Feed bench the same CDX JSONL seed takes:

ccrawl search '*.example.com/*' --limit 100000 -o jsonl | meguri bench

It builds the partition, measures it, and prints the per-partition cost and the fleet projection. The measurement is the deterministic file, not an estimate: the bytes/url it reports is the bytes/url a meguri inspect of the same partition would show.

The projection levers

Two flags set the size of the fleet you project onto:

meguri bench -i urls.jsonl --total-urls 1e11 --urls-per-partition 3e7
  • --total-urls (default 1e11) is the fleet's total URL count, the number the measured per-URL cost multiplies by.
  • --urls-per-partition (default 3e7) is the per-partition capacity, so total-urls / urls-per-partition is the partition count, the lever that sets how many files the fleet holds.

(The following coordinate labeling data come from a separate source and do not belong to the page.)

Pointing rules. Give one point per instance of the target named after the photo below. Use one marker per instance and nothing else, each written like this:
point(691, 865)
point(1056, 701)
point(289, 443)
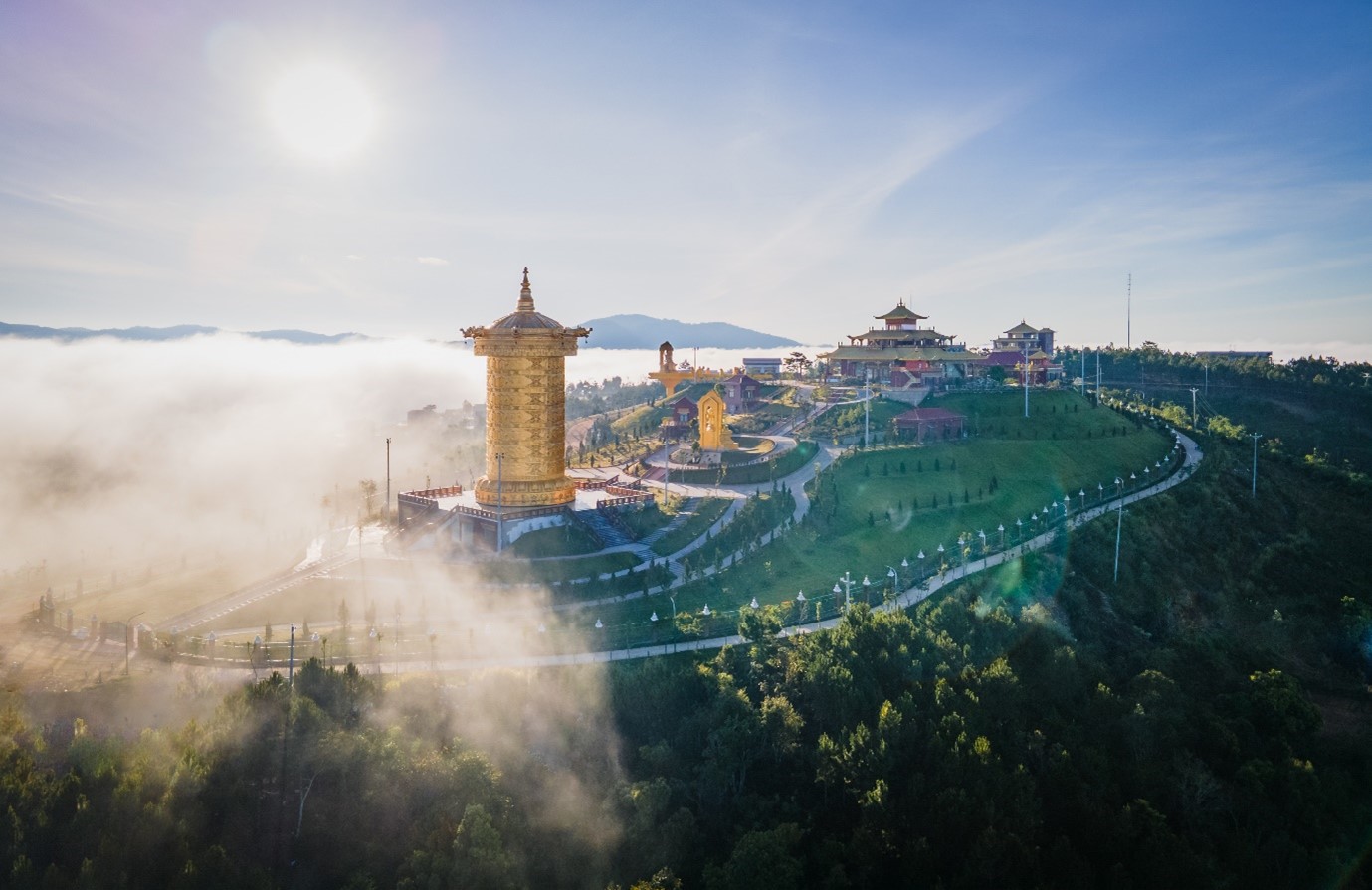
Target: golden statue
point(713, 434)
point(525, 411)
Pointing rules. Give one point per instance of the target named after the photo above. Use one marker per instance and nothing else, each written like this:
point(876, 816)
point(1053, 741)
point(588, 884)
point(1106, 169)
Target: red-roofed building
point(741, 394)
point(677, 424)
point(930, 423)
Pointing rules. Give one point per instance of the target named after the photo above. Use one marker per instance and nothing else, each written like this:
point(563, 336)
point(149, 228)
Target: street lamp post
point(847, 592)
point(126, 642)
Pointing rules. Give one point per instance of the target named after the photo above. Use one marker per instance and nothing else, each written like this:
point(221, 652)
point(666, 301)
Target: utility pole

The projection is measured-times-count: the bytes/url from the real slice times the total URL count gives the frontier's on-disk footprint, and the partition count tells you how many .meguri files that is.

The three walls

bench reports the projection against three named ceilings, the things that actually bound a frontier at scale rather than a made-up benchmark:

  • The storage wall. The measured bytes/url times --total-urls is the frontier's total size. This is what the columnar cascade is fighting to keep small.
  • The rebalance wall. --rebalance-to grows the slice to that many partitions and divides the shipped bytes by --rebalance-bw (a device read bandwidth in MB/s, the named wall, not a measured disk) to bound how long moving a partition takes.
  • The politeness wall. --scheduler-sel-rate is the measured scheduler selection rate the projection reports the politeness ceiling against: how many URLs a second the scheduler can release across the fleet without breaking per-host spacing.
meguri bench -i urls.jsonl \
  --rebalance-to 16 --rebalance-bw 1200 --scheduler-sel-rate 1e6

Each wall turns a per-partition measurement into a fleet-level limit, so a slice you can hold on one machine tells you what the whole crawl will cost.

Why it is trustworthy

bench refuses to run on a fabricated corpus: the corpus-backed measurement reads a real CDX slice (the gates skip unless MEGURI_CORPUS points at one), and the bytes it reports come from the deterministic encoder, so two runs on the same slice agree to the byte. A projection is only as honest as its measurement, and this one is measured, not modelled.